- The Tampa Bay Rays professional baseball franchise have announced plans to build a $892-million, 30,842-seat baseball stadium in the historic Ybor City district of Tampa, Florida. The Rays currently play at Tropicana Field across Tampa Bay in St. Petersburg, Florida, where they have consistently low attendance, according to the Associated Press.
- The stadium, designed by sports venue expert Populous, will feature what the team called an intimate fan experience with upper-level seating set at a maximum distance of 204 feet from the field from the field, 17 unique seating areas, 21 viewing platforms and a 360-degree concourse that allows a full view of gameplay. The stadium will be enclosed by a translucent roof that will keep fans comfortable in the Florida heat and prevent rain delays. The roof costs are projected to represent 30% of the construction budget. The stadium will also feature exterior sliding glass walls behind center field and home plate, which can be opened in good weather.
- The Rays are eyeing a 2023 opening — based on a 36-month construction schedule, according to Tampa Mayor Bob Buckhorn — but have no solid source of financing lined up yet. According to AP, the team made the announcement in part to draw corporate support.

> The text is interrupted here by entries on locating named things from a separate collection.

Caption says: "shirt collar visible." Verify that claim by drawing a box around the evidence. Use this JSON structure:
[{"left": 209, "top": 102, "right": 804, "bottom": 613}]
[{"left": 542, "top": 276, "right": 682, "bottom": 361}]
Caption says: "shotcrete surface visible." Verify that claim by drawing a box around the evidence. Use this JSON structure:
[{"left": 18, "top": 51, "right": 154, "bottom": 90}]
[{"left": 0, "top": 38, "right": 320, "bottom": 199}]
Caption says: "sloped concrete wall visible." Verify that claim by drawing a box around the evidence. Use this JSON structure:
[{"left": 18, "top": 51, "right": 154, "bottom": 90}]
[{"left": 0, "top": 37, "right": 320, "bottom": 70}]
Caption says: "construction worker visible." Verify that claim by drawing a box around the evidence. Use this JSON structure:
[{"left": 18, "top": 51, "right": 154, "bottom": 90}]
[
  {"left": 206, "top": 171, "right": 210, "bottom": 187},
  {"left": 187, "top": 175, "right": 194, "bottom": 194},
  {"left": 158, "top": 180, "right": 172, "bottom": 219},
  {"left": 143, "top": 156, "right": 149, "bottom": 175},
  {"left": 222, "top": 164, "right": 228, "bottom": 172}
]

Major league sports venues are all about the fan experience these days, and bringing the outdoors in, while still maintaining fan comfort is one of the ways teams are trying to keep seats full on game day.

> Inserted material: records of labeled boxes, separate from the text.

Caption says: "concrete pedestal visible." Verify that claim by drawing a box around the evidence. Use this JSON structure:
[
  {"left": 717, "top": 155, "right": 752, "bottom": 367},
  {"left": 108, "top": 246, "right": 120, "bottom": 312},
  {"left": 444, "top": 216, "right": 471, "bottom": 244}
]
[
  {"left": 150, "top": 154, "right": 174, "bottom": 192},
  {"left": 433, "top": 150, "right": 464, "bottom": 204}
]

Similar to the proposed Rays stadium, the Minnesota Vikings $1.1 billion U.S. Bank Stadium, which Mortenson Construction completed in June 2016, features the first translucent roof in the NFL, the largest EFTE (Ethylene tetrafluoroethylene) roof in North America and the five largest pivoting glass doors in the world, which are located at the venue's west entry. The roof design helps keep heat out and maintains a comfortable temperature inside, while the doors allow a constant stream of light into the venue and can be opened to allow fresh air inside.
A retractable roof is also featured in the design of Globe Life Field, the future home of the Texas Rangers. Under construction in sight of the team's current home at Globe Life Park in Arlington, Texas, the new retractable roof will permit the team to give Rangers' fans what they have been wanting for some time now, and that is relief from the brutal Texas heat via air conditioning.